Spośród 20 kościołów członkowskich niemieckiego stowarzyszenia kościołów ewangelickich (EKD) jedynie dwa są prowadzone przez kobiety. „Nie chodzi o to, że nie mamy wystarczająco dużo odpowiednio uzdolnionych kobiet. One po prostu często tego nie chcą” – mówi Annette Kurschus, prezes Kościoła Ewangelickiego Westfalii.

Słowa padły na konferencji protestantów poświęconej zagadnieniu roli kobiet w Kościele, polityce i społeczeństwie. Według Kurschus, kobiety po prostu nie chcą przewodniczyć ewangelickim kościołom. Rozumieją, że oznaczałoby to rezygnację z wielu spraw dotyczących rodziny. Dobrym przykładem takiej postawy jest sama Kurschus. Jest prezesem jednego z ewangelickich kościołów, ale nie ma męża ani dzieci. „Spóźniłam się na to i już tego żałuje” – wspomina Kurschus.

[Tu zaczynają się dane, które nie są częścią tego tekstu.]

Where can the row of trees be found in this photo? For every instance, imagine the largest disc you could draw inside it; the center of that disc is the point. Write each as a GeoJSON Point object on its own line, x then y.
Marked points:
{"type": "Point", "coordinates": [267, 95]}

Rozważając dopuszczanie świeckich kobiet do kolejnych stanowisk w Kościele katolickim warto wziać pod uwagę przykład protestantów. Ile kobiet tak naprawdę będzie chciało poświęcić się tak odpowiedzialnej, a przez to czasochłonnej pracy? Ile z nich, tak jak Kurschuss, będzie potem tego żałować, tęskniąc za rodziną?